What the Pope had said on the plane went no further than that: he said only that AIDS "is a tragedy that cannot be overcome by money alone, and that cannot be overcome through the distribution of condoms, which even aggravates the problems". So, not the witterings of a senile bigot: but a comment from an unusually intelligent and well-informed pope, in touch with current research. He had already made it clear what the radical solution to the problem was: that the "traditional teaching of the Church" on chastity outside marriage and fidelity within it had proved to be "the only sure way of preventing the spread of HIV and Aids". Or, in Dr Greene's words, the solution was "faithful mutual monogamy".

Now, the fact is that everyone knew that on a journey to Africa, someone sooner or later was going to bring up the question of condoms. Everyone, apparently, but the Vatican Press Office. And those articles in peer-reviewed journals such as the Lancet, Science and BMJ, mentioned by Dr. Greene, were all in the public domain: the Vatican Press Office should have known about those, too, and should have been ready to quote them the instant the Pope made his off-the cuff remarks. They should have been ready: when the Times, for instance, ran a piece headlined "critics attack Pope for his 'myopic' views on condoms", their reporters had to fall back on old general statements on condoms, rather than having a vigorous defence against the latest attacks, based oncurrent scientific literature, to quote. I know journalists, I have been one: rather than having laboriously to fish around in the cuttings for old statements to warm up, they would infinitely have preferred a feisty defence to quote, hot off the wires from the Vatican Press Office

(that large building on the right, just before you enter St Peter's Square: full of all the latest communications gear and a lot of people who haven't the slightest idea of how to use it).

Instead, the Pope was left undefended, to the tender mercies of supposed Catholics like the wretched Sir Stephen Wall, who attacked his views as being "a mixture of the extreme and bizarre", and concluded that "He has lost credibility" and that "his papacy will not recover"; and to the ravages of Western secular opinion, contemptuously summed up by a cartoon in the Philadelphia Inquirer, reprinted in The Washington Post and other organs, which showed the pope ghoulishly praising a throng of sick and dying Africans with the words "Blessed are the sick, for they have not used condoms."
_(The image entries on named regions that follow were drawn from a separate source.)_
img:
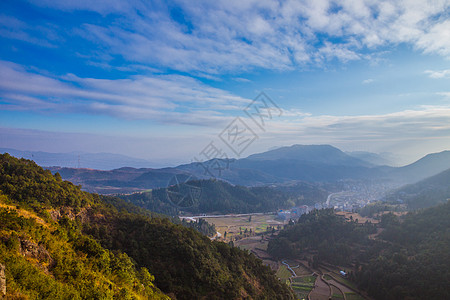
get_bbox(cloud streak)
[0,61,251,126]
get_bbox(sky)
[0,0,450,165]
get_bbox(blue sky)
[0,0,450,165]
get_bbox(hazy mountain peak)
[247,144,369,166]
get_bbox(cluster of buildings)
[277,205,315,220]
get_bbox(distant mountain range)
[345,151,402,167]
[39,145,450,194]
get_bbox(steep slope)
[0,155,293,299]
[393,151,450,182]
[0,155,169,299]
[246,145,371,167]
[345,151,399,166]
[268,201,450,300]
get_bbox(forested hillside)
[387,169,450,209]
[120,180,328,215]
[0,154,293,299]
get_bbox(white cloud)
[425,69,450,78]
[9,0,450,74]
[0,62,251,126]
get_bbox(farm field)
[202,214,285,240]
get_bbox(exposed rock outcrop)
[20,239,54,269]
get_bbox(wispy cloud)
[0,62,251,126]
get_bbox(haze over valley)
[0,0,450,300]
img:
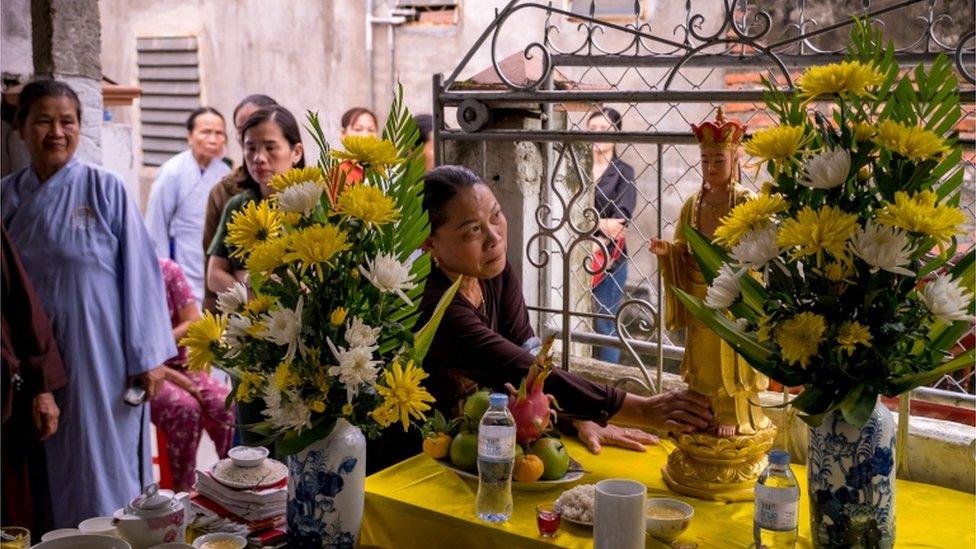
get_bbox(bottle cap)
[769,450,790,465]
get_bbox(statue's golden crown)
[691,107,746,149]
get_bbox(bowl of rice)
[553,484,596,526]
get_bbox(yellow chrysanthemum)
[332,135,403,171]
[372,360,434,431]
[714,194,787,248]
[268,167,325,191]
[874,120,949,162]
[796,61,884,101]
[235,372,264,402]
[878,191,966,242]
[285,225,351,274]
[776,312,827,368]
[336,185,400,226]
[244,295,275,316]
[180,311,227,372]
[272,362,298,392]
[329,307,349,326]
[226,200,282,257]
[244,237,288,274]
[837,320,871,356]
[745,126,810,162]
[854,122,878,143]
[281,212,302,227]
[776,206,857,263]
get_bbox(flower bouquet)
[675,22,976,426]
[182,91,457,454]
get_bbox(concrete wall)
[0,0,34,76]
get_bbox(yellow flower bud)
[329,307,349,326]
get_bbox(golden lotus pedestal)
[661,426,776,501]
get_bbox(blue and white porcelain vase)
[807,400,895,549]
[288,418,366,549]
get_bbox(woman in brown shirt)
[421,166,712,453]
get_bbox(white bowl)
[193,532,247,549]
[33,534,132,549]
[78,517,121,538]
[41,528,81,541]
[644,498,695,542]
[227,446,268,467]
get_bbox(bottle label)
[755,485,800,531]
[478,425,515,459]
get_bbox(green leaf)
[275,416,336,456]
[884,349,976,396]
[411,276,464,364]
[673,288,778,368]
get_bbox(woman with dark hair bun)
[419,166,711,453]
[586,107,637,362]
[0,80,176,528]
[146,107,230,303]
[339,107,380,137]
[207,105,305,293]
[202,93,278,313]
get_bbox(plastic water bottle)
[752,450,800,549]
[474,393,515,522]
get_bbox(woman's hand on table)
[614,389,714,433]
[573,421,659,454]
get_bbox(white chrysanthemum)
[359,253,417,305]
[217,282,247,315]
[851,221,915,276]
[732,223,779,267]
[705,265,745,309]
[345,317,381,347]
[800,149,851,189]
[919,275,973,322]
[326,339,382,402]
[224,314,251,358]
[261,383,312,430]
[275,181,322,215]
[261,296,305,362]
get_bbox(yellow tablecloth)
[361,439,976,549]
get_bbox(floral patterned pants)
[151,372,234,489]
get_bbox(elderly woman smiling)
[421,166,712,453]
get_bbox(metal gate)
[433,0,976,408]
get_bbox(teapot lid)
[130,482,173,511]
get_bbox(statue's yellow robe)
[659,186,770,435]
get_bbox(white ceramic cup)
[78,517,120,538]
[593,478,647,549]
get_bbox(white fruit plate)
[437,458,586,492]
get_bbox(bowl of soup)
[644,498,695,542]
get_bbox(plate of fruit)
[424,342,586,490]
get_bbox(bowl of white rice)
[553,484,596,526]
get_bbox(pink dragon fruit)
[505,337,558,444]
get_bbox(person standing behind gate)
[0,80,176,528]
[146,107,230,303]
[586,108,637,362]
[203,93,278,314]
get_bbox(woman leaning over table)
[421,166,712,453]
[0,80,176,528]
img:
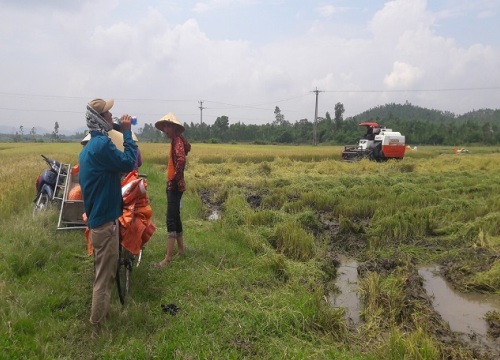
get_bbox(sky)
[0,0,500,134]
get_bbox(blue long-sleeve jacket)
[78,130,137,229]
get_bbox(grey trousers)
[90,221,120,325]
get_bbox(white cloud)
[0,0,500,129]
[384,61,423,89]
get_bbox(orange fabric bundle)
[68,185,83,200]
[83,170,156,255]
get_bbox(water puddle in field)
[208,210,220,221]
[418,266,500,336]
[328,259,361,324]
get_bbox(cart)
[54,164,87,230]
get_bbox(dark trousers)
[167,190,183,236]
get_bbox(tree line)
[1,102,500,146]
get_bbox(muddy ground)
[199,190,500,360]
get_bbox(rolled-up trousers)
[90,221,120,324]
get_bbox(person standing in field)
[155,113,191,268]
[79,99,137,336]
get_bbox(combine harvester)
[342,122,406,162]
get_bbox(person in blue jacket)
[79,99,137,336]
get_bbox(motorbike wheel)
[33,194,50,216]
[116,245,135,305]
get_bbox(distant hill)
[345,103,500,124]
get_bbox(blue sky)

The gross inadequacy of the Press Office is one example of the incompetence of the Curia as a whole (on which, again, see George Weigel's Standpoint piece at https://www. catholiceducation.org/articles/media/ me0081.htm). As Weigel, perhaps somewhat gloomily, says, "...no pope can govern successfully with an ineffectual Curia whose gaffes undercut the papal message and erode its authority." Reforming the Curia is a major task: but it has to begin somewhere: why not start with the Press Office? Fr Lombardi should go. But there is no point in his departure if he is simply replaced by someone equally ineffectual, who knows nothing about the way journalists operate. Thesimple fact is that the Press Office will only be improved by bringing in a replacement from the outside (as was Fr Lombardi's predecessor, the much more impressive layman Joaquin Navarro Vails). Somewhere, the dream candidate exists: it would be reassuring to know at least that the search was on.